Das Problem: Wie will der Staat Kartellabsprachen zwischen den wenigen deutschen Atomkraftswerksbetreibern verhindern? Denn wenn vorher schon Absprachen über den Wert eines Laufzeitjahres getroffen werden, werden wir alle schön über den Tisch gezogen…
@ Prof. Dr. Haucap: Haben Sie eventuell eine praktikable Lösung für das Problem?
@Volkswirt: In der Tat besteht eine Gefahr darin, dass es bei einer Auktion mit nur vier Teilnehmern zu mehr oder minder expliziten ode impliziten Absprachen kommt. Das Auktionsdesign ist daher entscheidend. Eine Möglichkeit wäre von vornherein festzulegen, dass nur 3 der 4 Anbieter zum Zuge kommen – nämlich die drei, die insgesamt am meisten bieten für die zu ersteigernde Atomstrommenge. Da vermutlich keiner hinten runter fallen will, würde dies den Wettbewerb in der Auktion erhöhen. Möglich wäre auch Bieter wie Gazprom oder Greenpeace oder Solar XY zuzulassen, die selbst keine Kernkraftwerke betreiben, aber – aus ganz verschiedenen Motiven heraus – ein Interesse daran haben, dass kein Atomstrom bei uns produziert wird. Die könnten dann Lizenzen kaufen, gerade damit diese dann nicht von Anderen genutzt werden.
Wenn ich sie richtig verstehe sollen die Umweltorganisationen für den Ausstieg mitbieten? Das werden sie bestimmt tun, denn hinterher verdienen sie keinen Cent mit den Linzensen.
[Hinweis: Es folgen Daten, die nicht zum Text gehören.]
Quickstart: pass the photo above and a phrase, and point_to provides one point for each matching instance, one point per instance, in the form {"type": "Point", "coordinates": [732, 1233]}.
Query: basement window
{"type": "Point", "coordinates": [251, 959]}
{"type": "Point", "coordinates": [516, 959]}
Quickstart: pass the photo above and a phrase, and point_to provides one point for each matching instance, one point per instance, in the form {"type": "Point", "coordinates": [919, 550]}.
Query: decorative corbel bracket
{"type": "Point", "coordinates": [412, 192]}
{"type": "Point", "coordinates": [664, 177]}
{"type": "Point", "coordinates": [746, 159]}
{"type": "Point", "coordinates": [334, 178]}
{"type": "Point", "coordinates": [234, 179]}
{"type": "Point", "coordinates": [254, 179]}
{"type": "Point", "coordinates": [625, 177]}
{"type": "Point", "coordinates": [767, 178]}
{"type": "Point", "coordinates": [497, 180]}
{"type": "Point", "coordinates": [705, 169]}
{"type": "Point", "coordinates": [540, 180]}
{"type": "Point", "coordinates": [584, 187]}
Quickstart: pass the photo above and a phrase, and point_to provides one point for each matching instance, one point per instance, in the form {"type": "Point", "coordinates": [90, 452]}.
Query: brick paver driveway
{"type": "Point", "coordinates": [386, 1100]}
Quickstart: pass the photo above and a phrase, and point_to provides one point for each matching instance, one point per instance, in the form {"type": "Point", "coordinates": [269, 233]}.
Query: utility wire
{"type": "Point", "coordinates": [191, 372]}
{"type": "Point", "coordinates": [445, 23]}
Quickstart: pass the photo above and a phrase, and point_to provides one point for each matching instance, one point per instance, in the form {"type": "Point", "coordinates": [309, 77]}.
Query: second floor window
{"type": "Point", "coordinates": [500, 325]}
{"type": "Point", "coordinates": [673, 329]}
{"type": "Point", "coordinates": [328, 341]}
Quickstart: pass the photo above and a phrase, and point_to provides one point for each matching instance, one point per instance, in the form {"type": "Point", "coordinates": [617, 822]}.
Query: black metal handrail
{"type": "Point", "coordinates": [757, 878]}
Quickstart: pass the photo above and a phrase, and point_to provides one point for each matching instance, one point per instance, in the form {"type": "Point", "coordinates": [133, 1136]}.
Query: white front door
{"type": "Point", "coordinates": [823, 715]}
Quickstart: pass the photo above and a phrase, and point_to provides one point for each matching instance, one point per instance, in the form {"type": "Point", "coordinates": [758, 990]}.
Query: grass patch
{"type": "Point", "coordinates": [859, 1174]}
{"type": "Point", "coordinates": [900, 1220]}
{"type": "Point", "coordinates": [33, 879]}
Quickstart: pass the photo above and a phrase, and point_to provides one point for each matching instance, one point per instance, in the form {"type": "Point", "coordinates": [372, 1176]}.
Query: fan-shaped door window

Das Hauptproblem der Atomkraft liegt in der Lagerung des Mülls. Wenn dies nicht geklärt ist und das ist es immer noch nicht, bürden wir der nachfolgenden Generation mehr als Geldprobleme auf. Auch ist das Diagramm nur bedingt richtig. Es zeigt die Stromerzeugung. Das wird Stromexporteur sind wird dabei verschwiegen. Auch sehe ich das technologische Problem nicht. Bis 2020 müssen die Meiler runtergefahren werden. Wenn das alle wissen tut sich doch ein Wettbewerb für die Entwicklung neuer Technologien auf. Schließlich winkt ein großer neuer Markt. Atomkraft ist nicht notwendig, auch nicht aus wirtschaftspolitischer Sicht.
“Würde dies nicht ihre Akzeptanz zu einer Verlängerung der Laufzeit erhöhen? ”
Neben ungelöster Endlagerfrage, mangelnden Uranressourcen, teurem und umweltbelastenden Abbau von Uran, sowie der bei anderen Energieträgern auszuschließenden Möglichkeit eines ganz Deutschland verseuchenden Super-GAUs lassen sich die Deutschen auch so nicht für dumm verkaufen, Herr Lobbyist! Die Lösung ist nur die vollständige Internalisierung externer Kosten, z.B. auch die vollständige Finanzierung der Herstellung eines Endlagers.
Progressiv auf die 1998 vereinbarten Reststrommengen. Wenn man heute damit anfängt, wäre der Aufschlag für die letzte Kilowattstunde sicher allein über 30 Cent. Atomstrom wäre auch teurer, wenn die Versicherungssummen für Kernkraftunfälle nicht so lächerlich klein wären.